La suya era la segunda embarcación de la mañana que llegaba a tierra; la mayor parte del primer grupo aún estaba en la zona del muelle y alrededor de la tienda de regalos, entretenida en tomar fotos y consultar los mapas. Sam y Remi se movieron a lo largo de la cerca que rodeaba el muelle, siempre atentos a los rostros, antes de que la multitud tuviese tiempo de dispersarse.
Mientras caminaban, oyeron a varios guías turísticos que iniciaban sus explicaciones por encima del rumor general:
—Construida en el siglo XII, San Bartolomé fue considerada protectora de los granjeros y las lecheras alpinas...
—... la disposición interior está basada en la catedral de Salzburgo, y el trabajo de estuco exterior fue realizado por el famoso artista vienes Josef Schmit...
—... hasta 1803 el pabellón de caza junto a la capilla fue el retiro privado de los príncipes prebostes de Berchtesgaden, el último de los cuales...
—... después de que Berchtesgaden se convirtiese en parte de Baviera, el pabellón se convirtió en el lugar preferido...
Sam y Remi completaron el recorrido del muelle y volvieron al punto de partida. No vieron ningún rostro conocido.
A ochocientos metros, otras dos embarcaciones acababan de pasar la península.
—Podemos esperar aquí y mirar a los pasajeros a medida que llegan las embarcaciones, o mezclarnos con la multitud y comenzar la búsqueda de pistas.
—No me entusiasma mucho esperar —dijo Remi.
—A mí tampoco. Vamos allá.
Fueron hasta la tienda de regalos, donde compraron un par de sudaderas —una amarillo limón, la otra azul oscuro— y un par de sombreros de paja. Pagaron las compras y se dirigieron a los lavabos para ponerse las prendas nuevas. Si Jolkov y sus hombres los habían estado observando desde los muelles, esos rudimentarios disfraces, combinados con la multitud, que ahora rondaba las doscientas personas, podían darles a Sam y Remi la protección suficiente para moverse de forma anónima.
—¿Preparada? —preguntó Sam.
—Del todo —contestó Remi, se remetió el pelo cobrizo debajo del sombrero.
Durante los siguientes veinte minutos, pasearon por la zona de desembarco, tomando fotos del fiordo y las montañas, hasta que Remi avisó:
—Lo tengo.
—¿Dónde? —preguntó Sam sin volverse. —La embarcación que espera entrar en el muelle. En la banda de estribor, cuarta ventanilla de popa.

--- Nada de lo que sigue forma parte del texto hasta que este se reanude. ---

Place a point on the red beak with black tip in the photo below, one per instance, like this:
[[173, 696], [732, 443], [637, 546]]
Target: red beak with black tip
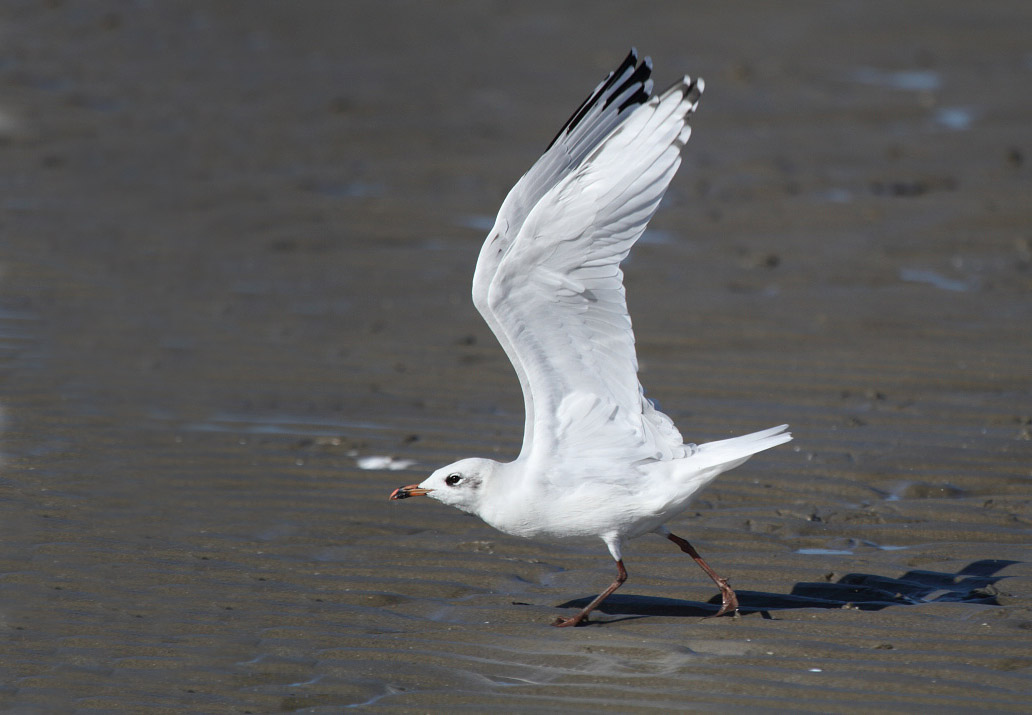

Sam se volvió para enfocar la cámara a través del fiordo, y situó la embarcación que entraba, a un lado del marco. Puso en marcha el teleobjetivo, sacó unas cuantas fotos y bajó la cámara.
—Sí, es Jolkov. Conté otros tres. Espera aquí.
Con el sombrero calado hasta los ojos, Sam fue hasta el muelle.
—Eh, un momento —le dijo al tripulante que estaba a punto de soltar las amarras—. Me olvidé el dinero de la bebida. —Sam le mostró un billete de diez euros.
—Por supuesto, señor, adelante —dijo el tripulante.
Sam subió a bordo, dejó el dinero y el chip en la jarra, y bajó de nuevo al muelle. Mientras había estado en el baño, había utilizado las pegatinas del precio de las sudaderas para conectar una batería de reloj al chip. Calculaba que la batería no alimentaria al transpondedor durante más de treinta minutos, pero bastaría para sus propósitos.